A finite game is a two-player game which is assured to end after a number of moves. Finite games may have an infinite number of possibilities or even an unbounded number of moves, so long as they are guaranteed to end in a finite number of turns.

Formal definition

defined a game, G, to be totally finite if it met the following five conditions:
  1. Two players, I and II, move alternately, I going first. Each has complete knowledge of the other's moves.
  2. There is no chance involved.
  3. There are no ties.
  4. Every play ends after finitely many moves.
  5. At any point in a play of G, there are but finitely many legal possibilities for the next move.

    Examples

A supergame is a variant of the finite game invented by William Zwicker.
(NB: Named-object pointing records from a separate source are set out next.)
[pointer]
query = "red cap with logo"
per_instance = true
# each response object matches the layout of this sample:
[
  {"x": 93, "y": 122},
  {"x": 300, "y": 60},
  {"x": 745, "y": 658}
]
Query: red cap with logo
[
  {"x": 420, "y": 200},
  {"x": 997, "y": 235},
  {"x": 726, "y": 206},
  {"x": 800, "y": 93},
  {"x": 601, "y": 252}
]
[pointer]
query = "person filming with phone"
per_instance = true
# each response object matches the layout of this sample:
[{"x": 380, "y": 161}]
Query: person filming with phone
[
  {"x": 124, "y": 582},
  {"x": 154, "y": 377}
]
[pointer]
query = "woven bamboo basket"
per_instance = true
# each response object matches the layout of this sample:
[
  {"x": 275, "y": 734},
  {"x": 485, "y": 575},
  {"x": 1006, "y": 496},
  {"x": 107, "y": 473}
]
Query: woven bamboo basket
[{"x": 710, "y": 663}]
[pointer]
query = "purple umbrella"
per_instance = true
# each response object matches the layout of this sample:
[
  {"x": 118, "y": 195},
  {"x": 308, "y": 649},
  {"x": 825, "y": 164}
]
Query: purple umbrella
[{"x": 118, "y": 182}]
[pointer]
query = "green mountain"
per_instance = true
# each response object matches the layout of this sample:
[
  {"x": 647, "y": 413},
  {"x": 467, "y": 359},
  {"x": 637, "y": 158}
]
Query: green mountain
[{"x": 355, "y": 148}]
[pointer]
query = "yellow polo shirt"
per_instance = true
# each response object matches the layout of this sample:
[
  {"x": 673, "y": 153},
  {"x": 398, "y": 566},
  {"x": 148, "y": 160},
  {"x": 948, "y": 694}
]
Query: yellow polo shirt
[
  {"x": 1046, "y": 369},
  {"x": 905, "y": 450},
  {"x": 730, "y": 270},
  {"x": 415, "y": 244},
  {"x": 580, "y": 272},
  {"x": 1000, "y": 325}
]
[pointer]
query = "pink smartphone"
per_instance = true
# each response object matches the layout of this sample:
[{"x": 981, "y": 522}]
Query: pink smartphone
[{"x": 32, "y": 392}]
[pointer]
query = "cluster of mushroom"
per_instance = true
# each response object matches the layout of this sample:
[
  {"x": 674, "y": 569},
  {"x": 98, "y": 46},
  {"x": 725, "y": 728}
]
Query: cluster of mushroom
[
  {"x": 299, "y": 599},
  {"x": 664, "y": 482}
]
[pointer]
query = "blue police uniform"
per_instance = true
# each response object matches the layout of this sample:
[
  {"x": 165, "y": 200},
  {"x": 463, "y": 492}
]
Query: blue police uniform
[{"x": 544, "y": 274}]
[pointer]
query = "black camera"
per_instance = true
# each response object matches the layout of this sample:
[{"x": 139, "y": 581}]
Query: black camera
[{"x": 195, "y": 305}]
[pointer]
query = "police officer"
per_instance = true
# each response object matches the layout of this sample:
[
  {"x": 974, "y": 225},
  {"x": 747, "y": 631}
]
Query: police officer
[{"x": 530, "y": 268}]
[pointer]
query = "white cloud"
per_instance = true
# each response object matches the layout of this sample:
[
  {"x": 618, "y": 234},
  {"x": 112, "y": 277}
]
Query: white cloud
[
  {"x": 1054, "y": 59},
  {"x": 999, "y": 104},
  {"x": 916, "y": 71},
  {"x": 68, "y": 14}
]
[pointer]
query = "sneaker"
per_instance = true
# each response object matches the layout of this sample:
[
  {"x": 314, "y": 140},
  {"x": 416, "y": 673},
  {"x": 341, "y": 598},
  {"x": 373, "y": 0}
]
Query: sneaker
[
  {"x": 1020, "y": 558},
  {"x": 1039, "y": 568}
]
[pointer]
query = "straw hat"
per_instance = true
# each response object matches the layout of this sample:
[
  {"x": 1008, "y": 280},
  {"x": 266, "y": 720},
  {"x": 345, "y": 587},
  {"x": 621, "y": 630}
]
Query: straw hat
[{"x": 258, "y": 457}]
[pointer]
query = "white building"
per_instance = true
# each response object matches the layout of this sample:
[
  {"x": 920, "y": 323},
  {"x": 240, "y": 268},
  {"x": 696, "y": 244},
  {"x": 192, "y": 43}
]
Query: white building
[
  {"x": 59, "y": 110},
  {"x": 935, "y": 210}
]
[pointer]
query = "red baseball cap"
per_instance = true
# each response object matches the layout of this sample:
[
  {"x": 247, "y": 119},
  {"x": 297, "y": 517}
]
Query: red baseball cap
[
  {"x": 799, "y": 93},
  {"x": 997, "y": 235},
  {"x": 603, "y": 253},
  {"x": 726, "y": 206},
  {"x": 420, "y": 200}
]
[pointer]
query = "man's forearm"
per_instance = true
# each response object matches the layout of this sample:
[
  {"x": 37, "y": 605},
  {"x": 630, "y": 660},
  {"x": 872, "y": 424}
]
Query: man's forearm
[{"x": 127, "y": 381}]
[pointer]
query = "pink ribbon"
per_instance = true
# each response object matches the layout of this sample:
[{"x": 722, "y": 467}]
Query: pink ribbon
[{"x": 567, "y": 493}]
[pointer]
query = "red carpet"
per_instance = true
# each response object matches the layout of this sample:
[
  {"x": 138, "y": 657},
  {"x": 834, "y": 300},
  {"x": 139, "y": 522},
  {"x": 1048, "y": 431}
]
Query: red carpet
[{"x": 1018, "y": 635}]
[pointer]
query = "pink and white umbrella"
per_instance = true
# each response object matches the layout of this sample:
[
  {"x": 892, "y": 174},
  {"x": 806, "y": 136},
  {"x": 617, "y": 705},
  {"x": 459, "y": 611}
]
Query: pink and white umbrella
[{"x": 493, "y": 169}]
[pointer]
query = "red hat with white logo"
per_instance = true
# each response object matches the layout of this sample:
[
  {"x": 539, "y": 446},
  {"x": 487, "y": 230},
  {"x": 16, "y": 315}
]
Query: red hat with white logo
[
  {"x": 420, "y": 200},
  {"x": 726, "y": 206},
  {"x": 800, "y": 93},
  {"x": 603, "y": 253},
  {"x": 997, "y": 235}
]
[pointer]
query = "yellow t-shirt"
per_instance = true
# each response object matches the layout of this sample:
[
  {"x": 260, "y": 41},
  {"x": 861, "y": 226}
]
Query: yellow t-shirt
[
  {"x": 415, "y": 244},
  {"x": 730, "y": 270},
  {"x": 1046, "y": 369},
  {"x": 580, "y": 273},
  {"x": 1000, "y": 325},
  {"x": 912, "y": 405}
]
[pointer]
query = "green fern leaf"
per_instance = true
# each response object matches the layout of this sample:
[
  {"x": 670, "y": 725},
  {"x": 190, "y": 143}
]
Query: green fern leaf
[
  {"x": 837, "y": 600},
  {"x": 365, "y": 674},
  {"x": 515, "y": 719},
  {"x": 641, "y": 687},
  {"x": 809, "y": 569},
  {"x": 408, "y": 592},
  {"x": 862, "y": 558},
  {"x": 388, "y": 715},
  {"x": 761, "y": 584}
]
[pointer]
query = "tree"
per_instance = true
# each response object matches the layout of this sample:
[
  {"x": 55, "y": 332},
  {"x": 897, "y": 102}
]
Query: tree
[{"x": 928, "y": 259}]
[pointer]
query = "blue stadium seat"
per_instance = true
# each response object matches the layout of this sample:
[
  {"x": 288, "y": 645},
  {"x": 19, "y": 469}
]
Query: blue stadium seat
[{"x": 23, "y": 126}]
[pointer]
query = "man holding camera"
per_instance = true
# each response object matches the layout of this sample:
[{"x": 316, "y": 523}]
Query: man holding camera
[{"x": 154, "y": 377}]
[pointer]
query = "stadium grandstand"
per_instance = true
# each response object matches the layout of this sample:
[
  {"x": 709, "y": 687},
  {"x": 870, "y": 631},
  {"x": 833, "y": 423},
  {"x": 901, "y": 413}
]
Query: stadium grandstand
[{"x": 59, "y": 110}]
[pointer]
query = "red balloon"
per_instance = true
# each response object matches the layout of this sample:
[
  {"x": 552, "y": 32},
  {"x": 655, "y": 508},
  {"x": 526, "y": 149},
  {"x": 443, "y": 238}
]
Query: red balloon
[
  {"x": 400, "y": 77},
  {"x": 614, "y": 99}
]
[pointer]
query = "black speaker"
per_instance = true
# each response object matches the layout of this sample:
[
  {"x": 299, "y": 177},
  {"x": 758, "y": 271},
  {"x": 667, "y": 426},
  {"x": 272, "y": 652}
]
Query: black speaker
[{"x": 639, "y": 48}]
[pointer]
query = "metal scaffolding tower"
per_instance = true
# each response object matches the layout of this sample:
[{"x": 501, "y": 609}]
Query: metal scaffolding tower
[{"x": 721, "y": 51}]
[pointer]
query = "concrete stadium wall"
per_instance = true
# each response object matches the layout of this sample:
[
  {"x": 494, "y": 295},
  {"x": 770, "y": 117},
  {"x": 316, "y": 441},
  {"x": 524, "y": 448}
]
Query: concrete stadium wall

Zwicker defined a supergame to have the following rules:
"On the first move, I name any totally finite game G. The players then proceed to play G, with II playing the role of I while G is being played. The winner of the play of the subgame is declared to be the winner of the play of the supergame."
Zwicker notes that a supergame satisfies properties 1-4 of a totally finite game, but not property 5. He defines games of this type to be somewhat finite.

Hypergame paradox

A hypergame has the same rules as a super game except that I may name any somewhat finite game on the first move. The hypergame is closely related to the "hypergame paradox" a self-referential, set-theoretic paradox like Russell's paradox and Cantor's paradox.
The hypergame paradox arises from trying to answer the question "Is a hypergame somewhat finite?" The paradox, as Zwicker note, satisfies conditions 1- 4 making it somewhat finite in the same way a supergame was. However, if hypergame is a somewhat finite game, then play can proceed infinitely with both players choosing hypergame as their subgame forever. This infinite would appear to violate property 4, making the hypergame not somewhat finite. Thus, the paradox.